Garbelotto vai além, chamando a atenção para o reflexo dessa ferramenta no estudo acadêmico do violão:
— A combinação desse acesso com a possibilidade de levar isso a um ambiente como o da universidade está formando um músico diferente do de antes, quando tínhamos os conservatórios, que ensinavam somente o erudito. Hoje, num concerto, o cara toca Bach, Dowland, Piazzolla, Marlos Nobre e Jobim. E, no bis, Pixinguinha. Isso não acontecia. O Raphael (Rabello) trouxe o flamenco para o choro e muitos torceram o nariz. Hoje estão todos mais tolerantes.
Delegado acrescenta:
— As universidades se abriram para o violão popular, e os jovens vêm estudando essa tradição. Há material sobre quase todos os estilos que formatam a música brasileira, do violão do Recôncavo ao sete cordas.
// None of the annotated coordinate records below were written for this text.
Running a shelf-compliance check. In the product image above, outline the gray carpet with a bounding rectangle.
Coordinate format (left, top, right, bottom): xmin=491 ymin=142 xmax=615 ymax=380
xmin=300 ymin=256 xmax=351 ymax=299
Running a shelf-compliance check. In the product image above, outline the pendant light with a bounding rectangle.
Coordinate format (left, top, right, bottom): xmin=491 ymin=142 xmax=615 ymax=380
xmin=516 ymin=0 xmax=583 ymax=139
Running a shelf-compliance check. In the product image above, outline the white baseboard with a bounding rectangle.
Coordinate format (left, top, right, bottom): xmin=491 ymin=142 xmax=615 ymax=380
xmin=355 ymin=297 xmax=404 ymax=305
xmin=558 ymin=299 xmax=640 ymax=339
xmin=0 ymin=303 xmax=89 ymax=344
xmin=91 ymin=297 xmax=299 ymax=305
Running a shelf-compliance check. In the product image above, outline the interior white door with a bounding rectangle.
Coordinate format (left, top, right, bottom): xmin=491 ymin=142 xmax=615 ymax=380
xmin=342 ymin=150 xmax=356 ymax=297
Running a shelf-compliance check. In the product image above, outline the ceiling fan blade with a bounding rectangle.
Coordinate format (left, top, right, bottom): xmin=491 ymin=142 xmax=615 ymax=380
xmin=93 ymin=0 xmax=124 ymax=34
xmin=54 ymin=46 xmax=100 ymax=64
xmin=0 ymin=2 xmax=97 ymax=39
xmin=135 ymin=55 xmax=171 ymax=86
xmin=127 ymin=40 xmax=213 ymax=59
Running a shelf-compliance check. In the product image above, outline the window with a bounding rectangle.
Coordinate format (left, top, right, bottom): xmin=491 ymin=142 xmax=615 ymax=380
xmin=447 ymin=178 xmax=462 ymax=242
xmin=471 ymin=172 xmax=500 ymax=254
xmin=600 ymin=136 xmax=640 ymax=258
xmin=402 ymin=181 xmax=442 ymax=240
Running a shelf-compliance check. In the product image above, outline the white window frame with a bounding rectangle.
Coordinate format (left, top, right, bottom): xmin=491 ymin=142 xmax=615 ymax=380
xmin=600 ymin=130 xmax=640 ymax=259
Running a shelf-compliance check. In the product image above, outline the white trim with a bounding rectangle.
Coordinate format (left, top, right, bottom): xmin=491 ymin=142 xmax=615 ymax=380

Mas o violão também traça suas novas trilhas fora da academia, como defende Rodrigo:
— Há uma infinidade de compositores que, a partir de Dorival Caymmi, pensaram o violão não só como acompanhamento, mas como um diálogo mais decisivo com a canção. E essa tradição tem na essência a criação, não está ligada, necessariamente, ao virtuosismo ou ao academicismo. É o brasileiro pegando o mais acessível e mais barato instrumento harmônico e se expressando — diz. — Assim como o violão do João Bosco nasceu no processo de trabalhar matrizes como Caymmi e Baden, hoje outros estão criando novas matrizes nesse processo de rever o passado e lidar com o presente.
Apesar da abertura, alguns arriscam características formais que ligam a geração:
— Tenho visto cada vez mais forte o violão ritmado — diz Vinicius. — Isso, somado a harmonias mais livres, resulta num violão que poderia ser uma mistura de Guinga com Lenine.
Características regionais
Baden é a linha mestra entre esses músicos na visão de Wanderson, multi-instrumentista que toca um violão de oito cordas:
— Ele continua representando o estilo brasileiro: choro, jazz e música erudita executados com sofisticação e vigor técnico.
Se a busca pela inovação, por um lado, é questionada por Rodrigo e Caio (que diz que ela “pode se tornar superficial ou resultar numa linguagem hermética”), Daniel Marques a valoriza:
— Tenho muita influência, mas toco do meu jeito. No sete cordas mais ainda, desenvolvo uma técnica que nunca vi ninguém fazer — afirma. — O virtuosismo malabarístico pode ser uma carta na manga, mas está longe de ser o mais importante. O que importa é ter originalidade, e isso pode ser imperceptível a ouvidos desatentos.
Mesmo com as referências ao alcance de um clique, as escolas regionais ainda se afirmam (“Minas tende para a coisa da harmonia, o Sul tem o virtuosismo e rítmica característicos, o carioca dá continuidade à tradição do choro, do samba”, descreve Daniel Santiago). Mas, além da tradição local, a própria vida de cada região, traduzida nas cordas, resulta em sons diferentes.
— O meu violão tem a ver com São Paulo, com a cidade, com a dureza, o cinza — avalia Dinucci, que resume de algum modo o olhar amplo de seus colegas. — Não tenho ouvidos apenas para o violão, amo música brasileira, e ela vem em diferentes formatos. O violão deve ser assim também.